Plenty of 2019’s most popular food trends have already found themselves firm-footing into the first month of 2020. The steady rise of veganism shows no signs of slowing down, and the fashionable trend of fermenting everything in sight has successfully advanced into the new year.
Whilst many of last year’s trends have surely been lost to the passage of time, replacements are destined to come. Predicting which trends will find their place in society is a guessing game that anyone can play, but professionals in the catering industry are the most likely to succeed.
That’s why we have enlisted the insight of George Rouse, founder and executive chef of the luxury catering service George’s Kitchen, who has provided us with a selection of confident predictions of which culinary trends will make a strong impression in 2020.
Seacuterie board
A well-prepared charcuterie board is a staple of the fancy buffet, but rest assured, the above sub-heading is no spelling mistake. Marine curing is set to take off this year with many chefs hoping to see the same care and attention put into preserving a fish as they see in the curing of a hog. The world of deli-meats are clashing deliciously with our finned-friends. Dishes including swordfish ham, and even salmon or trout pastrami, are becoming common place in the kitchens of many experimental chefs.
With countless people committed to the pescatarian lifestyle, this delectable alternative to the classic charcuterie board is a godsend! Here’s hoping this trend makes it through the year and establishes itself as commonplace on the buffet table.
Fish to fin
To continue down the path of deliciously fishy trends; one that fits comfortably into the sustainable ethos, that many share with George, is an approach to minimise waste and use every last part of the fish possible. This waste-free outlook has been present in the minds of butchers for decades, who understand the delicate flavours one can harness from the offal and offcuts, but this careful use of every part of the animal has classically been reserved to domestic livestock. Until now, that is!
We will see this zero-waste philosophy applied to fish in 2020 as more and more people realise what our deep-sea friends can offer. Many parts of the fish that are frequently binned, such as the scales, throat and eyes, not only can be used, but should be used.
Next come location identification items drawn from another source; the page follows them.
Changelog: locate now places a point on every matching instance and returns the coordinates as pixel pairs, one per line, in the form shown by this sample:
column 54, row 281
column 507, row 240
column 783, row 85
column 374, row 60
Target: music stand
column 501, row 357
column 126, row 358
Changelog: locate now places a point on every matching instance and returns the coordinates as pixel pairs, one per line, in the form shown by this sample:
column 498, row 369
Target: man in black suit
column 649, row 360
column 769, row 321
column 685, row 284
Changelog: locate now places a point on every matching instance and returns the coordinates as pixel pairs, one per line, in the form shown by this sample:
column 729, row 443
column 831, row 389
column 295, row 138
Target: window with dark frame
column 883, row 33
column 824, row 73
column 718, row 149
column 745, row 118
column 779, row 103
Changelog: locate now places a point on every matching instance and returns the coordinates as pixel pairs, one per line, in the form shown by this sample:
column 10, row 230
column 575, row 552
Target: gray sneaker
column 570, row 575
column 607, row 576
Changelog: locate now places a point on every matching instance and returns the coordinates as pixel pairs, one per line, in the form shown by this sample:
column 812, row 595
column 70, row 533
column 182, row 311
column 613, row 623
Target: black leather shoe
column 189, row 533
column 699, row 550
Lesser known cuts, such as the head and collar, provide unique, meaty flavours that remain – to many – virtually unknown.
Digestive wellbeing
In the same vein as health-conscious veganism, a reinforcement of digestive wellbeing is on the rise. This trend ties into the recent popularity of fermented foods, as they are rich in beneficial probiotic bacteria. Alongside this healthy bacteria, fermented foods are also stocked to the brim with digestion-aiding enzymes, vitamins and essential fatty acids. Drinks like kombucha and kefir are some of the most popular examples of this, but there are a huge number of other foods that will happily assist with your gut health.
Korean kimchi has quickly become a must-have for many; as has lassi, a fermented yoghurt-based drink, which is now being accessed by a wider Western audience after it’s initial popularity throughout India and China, and is on it’s way to mainstream cultural appeal. A plethora of other vinegars, alcoholic beverages and fermented juices are also on the rise.
Japanese cuisine
Continuing with the theme of healthy trends, the country of Japan has long been heralded as a long-living nation. This is frequently attributed to the Japanese diet – a diet which, when put into practice, has been concluded by the British Medical Journal as one that lessens the chances of cardiovascular disease. Whether you’re craving the moreish dumpling gyozas, or perhaps the Japanese rice wine sakeor, you can be sure that many others are similarly indulging in the Oriental flavours lesser-known to our British palates.
Smaller bites
To finalise this list of health-conscious predicted trends, smaller bites are emerging as an increasingly popular method of consuming your daily meals. Many believe that a healthier approach to eating is to have smaller meals, more often. George has several favourites that align with this philosophy, such as; a miniature parma ham, manchego and sun-dried tomato quiche; potato skins filled with smoked haddock, sweetcorn and chive, or even; paella arancini balls with prawn, chorizo and pea and red pepper mayo.
These smaller bites encourage an appreciation for enjoying things in moderation – an excellent outlook to have when on a diet – and still work as an incredibly varied and satisfying meal when approached with a sense of creativity.